Don’t think about it first: this was a trick that I used when I used to run.  if I let myself think about something for too long before doing it, I can always find a way out of it, or work it up so much in my head that it’s nearly impossible to get going.  So instead, I sit down and start on whatever it is without allowing any thought in advance.  This works even better if I can prep what I need to work with ahead of time – the night before, I’ll leave the word file that needs to be edited open on the computer, or set out the papers to be graded with a pen, pencil, eraser, and calculator.

Make it pleasant: as much as possible, making work more pleasant – or, more accurately, making the place that I work more pleasant – can make a difference in how I perceive work.  Having nice candles on my desk, a cup of tea in my favourite mug, and a really nice pen make the experience of working that little bit better.

Break it up: I’m not so good at this yet, but I’m working on it.  Rather than seeing things as one monolithic thing that needs to be done, I try to see them as a series of small steps to be done one at a time.In general, dividing projects in to smaller tasks makes them a lot more approachable.  It can also feel like a lot more is getting done over time.

Make lists:  lists are great for two reasons.  First, getting things down on paper means that you don’t have to remember it, freeing up a bit more attention for what’s at hand.  No more nagging feelings of “what was that thing I had to do…?” is really very helpful.  Second, lists mean you get to check things off.  Finishing something and crossing or checking it off the list can be rewarding and pleasurable, and make you want to do more to get the feeling going.  This is especially helpful with a lot of smaller tasks (like above), because it feels like a lot is getting done.

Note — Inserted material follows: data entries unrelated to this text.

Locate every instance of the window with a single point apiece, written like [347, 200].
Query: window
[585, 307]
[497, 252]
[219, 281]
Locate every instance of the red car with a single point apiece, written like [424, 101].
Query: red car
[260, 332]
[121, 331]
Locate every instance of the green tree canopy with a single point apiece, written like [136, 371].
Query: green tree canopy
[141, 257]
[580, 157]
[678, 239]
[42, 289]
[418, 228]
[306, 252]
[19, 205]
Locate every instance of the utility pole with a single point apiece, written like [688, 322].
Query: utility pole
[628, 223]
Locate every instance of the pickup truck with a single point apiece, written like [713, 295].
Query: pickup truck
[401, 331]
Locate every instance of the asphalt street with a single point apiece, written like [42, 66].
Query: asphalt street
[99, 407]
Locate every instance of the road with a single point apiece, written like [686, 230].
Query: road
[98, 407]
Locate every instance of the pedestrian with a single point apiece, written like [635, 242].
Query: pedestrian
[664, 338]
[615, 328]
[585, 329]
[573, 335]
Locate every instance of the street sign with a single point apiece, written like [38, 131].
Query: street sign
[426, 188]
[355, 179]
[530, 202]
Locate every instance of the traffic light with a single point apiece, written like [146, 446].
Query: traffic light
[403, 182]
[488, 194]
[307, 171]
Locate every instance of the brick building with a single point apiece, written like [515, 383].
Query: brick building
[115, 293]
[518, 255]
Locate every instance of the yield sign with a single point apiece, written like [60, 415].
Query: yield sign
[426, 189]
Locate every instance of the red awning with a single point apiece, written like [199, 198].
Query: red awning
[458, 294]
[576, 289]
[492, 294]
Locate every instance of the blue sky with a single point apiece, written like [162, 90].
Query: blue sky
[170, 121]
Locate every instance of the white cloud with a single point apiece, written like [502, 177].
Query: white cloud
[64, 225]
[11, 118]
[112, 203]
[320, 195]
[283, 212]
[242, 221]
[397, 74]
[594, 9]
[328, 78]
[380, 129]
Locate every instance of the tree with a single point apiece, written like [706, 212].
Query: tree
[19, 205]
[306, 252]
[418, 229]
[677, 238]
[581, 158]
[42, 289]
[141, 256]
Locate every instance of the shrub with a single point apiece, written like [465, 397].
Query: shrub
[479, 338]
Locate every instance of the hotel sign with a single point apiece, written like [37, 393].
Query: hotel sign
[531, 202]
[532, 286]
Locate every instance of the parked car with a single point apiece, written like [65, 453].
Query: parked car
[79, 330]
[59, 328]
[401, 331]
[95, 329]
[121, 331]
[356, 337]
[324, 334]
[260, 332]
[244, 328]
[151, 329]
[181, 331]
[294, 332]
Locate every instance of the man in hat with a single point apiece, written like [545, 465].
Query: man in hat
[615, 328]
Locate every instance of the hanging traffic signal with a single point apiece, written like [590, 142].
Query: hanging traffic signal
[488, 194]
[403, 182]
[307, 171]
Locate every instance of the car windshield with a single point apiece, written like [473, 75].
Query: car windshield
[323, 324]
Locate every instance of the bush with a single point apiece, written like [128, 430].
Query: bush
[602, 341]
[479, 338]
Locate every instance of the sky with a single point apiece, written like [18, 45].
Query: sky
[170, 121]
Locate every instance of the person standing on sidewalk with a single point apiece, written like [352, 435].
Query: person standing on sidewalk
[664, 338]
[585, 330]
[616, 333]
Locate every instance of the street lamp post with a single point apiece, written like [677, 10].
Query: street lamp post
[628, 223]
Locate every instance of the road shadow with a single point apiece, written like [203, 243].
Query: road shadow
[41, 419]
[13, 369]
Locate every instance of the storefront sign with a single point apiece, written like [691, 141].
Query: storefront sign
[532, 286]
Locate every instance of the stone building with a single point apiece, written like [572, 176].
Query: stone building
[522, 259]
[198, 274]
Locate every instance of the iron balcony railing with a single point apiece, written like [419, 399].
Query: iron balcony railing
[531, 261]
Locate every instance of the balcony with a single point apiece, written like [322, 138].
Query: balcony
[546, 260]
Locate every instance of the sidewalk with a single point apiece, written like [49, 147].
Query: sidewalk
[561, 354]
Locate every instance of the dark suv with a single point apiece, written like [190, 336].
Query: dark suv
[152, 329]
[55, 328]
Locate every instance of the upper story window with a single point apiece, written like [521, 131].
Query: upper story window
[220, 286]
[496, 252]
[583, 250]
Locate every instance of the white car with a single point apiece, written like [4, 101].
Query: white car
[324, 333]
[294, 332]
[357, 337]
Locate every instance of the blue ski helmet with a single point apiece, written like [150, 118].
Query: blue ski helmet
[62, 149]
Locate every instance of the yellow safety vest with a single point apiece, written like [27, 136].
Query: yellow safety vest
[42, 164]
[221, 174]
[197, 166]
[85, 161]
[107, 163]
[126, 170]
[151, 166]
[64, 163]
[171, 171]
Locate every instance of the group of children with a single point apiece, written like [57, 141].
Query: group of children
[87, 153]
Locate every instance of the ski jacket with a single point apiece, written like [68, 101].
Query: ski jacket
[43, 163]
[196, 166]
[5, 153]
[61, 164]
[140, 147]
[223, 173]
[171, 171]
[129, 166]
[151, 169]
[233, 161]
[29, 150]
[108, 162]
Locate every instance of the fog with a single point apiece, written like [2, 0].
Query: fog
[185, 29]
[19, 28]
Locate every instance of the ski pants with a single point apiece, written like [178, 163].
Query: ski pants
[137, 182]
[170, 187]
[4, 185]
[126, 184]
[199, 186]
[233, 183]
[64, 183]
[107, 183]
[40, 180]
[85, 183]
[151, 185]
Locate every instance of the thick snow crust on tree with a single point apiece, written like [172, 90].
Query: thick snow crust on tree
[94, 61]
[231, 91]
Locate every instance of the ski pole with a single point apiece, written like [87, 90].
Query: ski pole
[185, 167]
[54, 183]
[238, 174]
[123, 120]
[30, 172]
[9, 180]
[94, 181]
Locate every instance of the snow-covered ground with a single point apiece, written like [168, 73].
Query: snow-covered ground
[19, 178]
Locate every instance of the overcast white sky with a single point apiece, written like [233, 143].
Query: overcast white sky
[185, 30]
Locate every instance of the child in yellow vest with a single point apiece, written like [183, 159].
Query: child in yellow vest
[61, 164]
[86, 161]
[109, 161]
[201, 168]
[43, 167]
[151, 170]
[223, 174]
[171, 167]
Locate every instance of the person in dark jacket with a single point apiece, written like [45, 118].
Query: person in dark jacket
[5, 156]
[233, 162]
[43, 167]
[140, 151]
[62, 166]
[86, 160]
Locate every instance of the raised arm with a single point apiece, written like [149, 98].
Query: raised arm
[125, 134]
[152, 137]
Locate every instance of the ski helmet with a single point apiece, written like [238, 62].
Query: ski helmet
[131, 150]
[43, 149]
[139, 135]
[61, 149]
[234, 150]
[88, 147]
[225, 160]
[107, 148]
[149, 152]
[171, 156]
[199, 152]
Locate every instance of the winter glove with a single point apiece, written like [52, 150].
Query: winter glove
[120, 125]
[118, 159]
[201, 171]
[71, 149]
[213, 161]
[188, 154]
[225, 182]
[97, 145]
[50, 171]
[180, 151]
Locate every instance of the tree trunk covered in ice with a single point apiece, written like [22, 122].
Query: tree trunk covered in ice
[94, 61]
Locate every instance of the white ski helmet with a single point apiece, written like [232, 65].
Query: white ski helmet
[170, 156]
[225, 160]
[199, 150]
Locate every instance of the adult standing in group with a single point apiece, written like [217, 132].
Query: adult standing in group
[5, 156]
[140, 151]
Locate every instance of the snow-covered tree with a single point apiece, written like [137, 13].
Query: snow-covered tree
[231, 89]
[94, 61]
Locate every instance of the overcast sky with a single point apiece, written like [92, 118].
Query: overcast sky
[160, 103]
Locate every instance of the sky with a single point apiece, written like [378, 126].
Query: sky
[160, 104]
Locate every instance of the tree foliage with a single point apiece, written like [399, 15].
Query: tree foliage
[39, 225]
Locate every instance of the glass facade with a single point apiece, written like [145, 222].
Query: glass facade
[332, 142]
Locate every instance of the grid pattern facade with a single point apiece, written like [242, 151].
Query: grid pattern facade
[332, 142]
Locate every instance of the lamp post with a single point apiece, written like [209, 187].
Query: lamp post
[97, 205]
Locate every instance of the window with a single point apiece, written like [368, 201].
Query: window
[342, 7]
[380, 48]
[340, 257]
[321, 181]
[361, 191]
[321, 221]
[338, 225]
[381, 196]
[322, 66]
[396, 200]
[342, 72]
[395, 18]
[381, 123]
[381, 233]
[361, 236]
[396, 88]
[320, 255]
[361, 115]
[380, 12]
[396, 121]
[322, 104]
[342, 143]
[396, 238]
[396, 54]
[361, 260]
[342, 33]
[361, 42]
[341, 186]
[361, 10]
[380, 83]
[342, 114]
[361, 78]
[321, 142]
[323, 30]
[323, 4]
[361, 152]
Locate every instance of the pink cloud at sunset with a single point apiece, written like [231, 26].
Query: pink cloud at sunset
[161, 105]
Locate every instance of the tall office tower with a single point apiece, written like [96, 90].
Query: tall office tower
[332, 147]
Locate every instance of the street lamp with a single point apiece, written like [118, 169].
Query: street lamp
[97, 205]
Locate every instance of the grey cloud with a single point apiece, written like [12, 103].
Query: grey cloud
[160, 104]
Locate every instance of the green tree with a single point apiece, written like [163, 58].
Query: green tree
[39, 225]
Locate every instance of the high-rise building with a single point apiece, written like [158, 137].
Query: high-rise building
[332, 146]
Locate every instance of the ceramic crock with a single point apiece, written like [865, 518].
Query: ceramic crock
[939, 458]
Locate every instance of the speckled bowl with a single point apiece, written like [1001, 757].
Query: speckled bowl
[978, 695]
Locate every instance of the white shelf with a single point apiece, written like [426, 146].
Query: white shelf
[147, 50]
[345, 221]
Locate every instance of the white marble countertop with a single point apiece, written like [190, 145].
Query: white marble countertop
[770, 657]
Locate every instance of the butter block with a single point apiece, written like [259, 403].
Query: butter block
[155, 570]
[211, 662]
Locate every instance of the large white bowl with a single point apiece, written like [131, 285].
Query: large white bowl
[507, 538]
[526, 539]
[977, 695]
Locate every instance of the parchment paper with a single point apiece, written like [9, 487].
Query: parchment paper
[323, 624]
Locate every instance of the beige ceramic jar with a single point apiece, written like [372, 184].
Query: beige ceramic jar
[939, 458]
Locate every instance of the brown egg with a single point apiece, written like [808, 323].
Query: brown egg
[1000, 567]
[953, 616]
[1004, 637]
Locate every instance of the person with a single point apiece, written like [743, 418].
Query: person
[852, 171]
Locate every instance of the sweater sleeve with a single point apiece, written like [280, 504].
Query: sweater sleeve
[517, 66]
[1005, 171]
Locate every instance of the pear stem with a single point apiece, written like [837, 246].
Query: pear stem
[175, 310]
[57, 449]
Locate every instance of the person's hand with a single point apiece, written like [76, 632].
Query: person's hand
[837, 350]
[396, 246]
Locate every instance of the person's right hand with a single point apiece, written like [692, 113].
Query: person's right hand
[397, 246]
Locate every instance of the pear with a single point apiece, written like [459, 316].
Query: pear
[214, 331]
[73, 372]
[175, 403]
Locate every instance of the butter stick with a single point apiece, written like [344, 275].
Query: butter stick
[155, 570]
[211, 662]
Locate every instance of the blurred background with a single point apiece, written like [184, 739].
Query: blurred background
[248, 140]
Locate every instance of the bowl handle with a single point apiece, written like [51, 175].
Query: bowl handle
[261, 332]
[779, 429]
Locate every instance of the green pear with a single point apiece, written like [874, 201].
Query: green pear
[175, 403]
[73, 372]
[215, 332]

Celebrate: okay, maybe don’t celebrate with something big every time something small gets done (although a nice celebration for the end of big projects is rather lovely), but enjoy the moment.  Have a stretch or take a walk.  Make a cup of tea or a hot chocolate.  Enjoy a chapter in the book you’re reading.  Taking the time to positively associate getting things finished with something nice can be a powerful motivator, and make it that much easier to keep up with the work.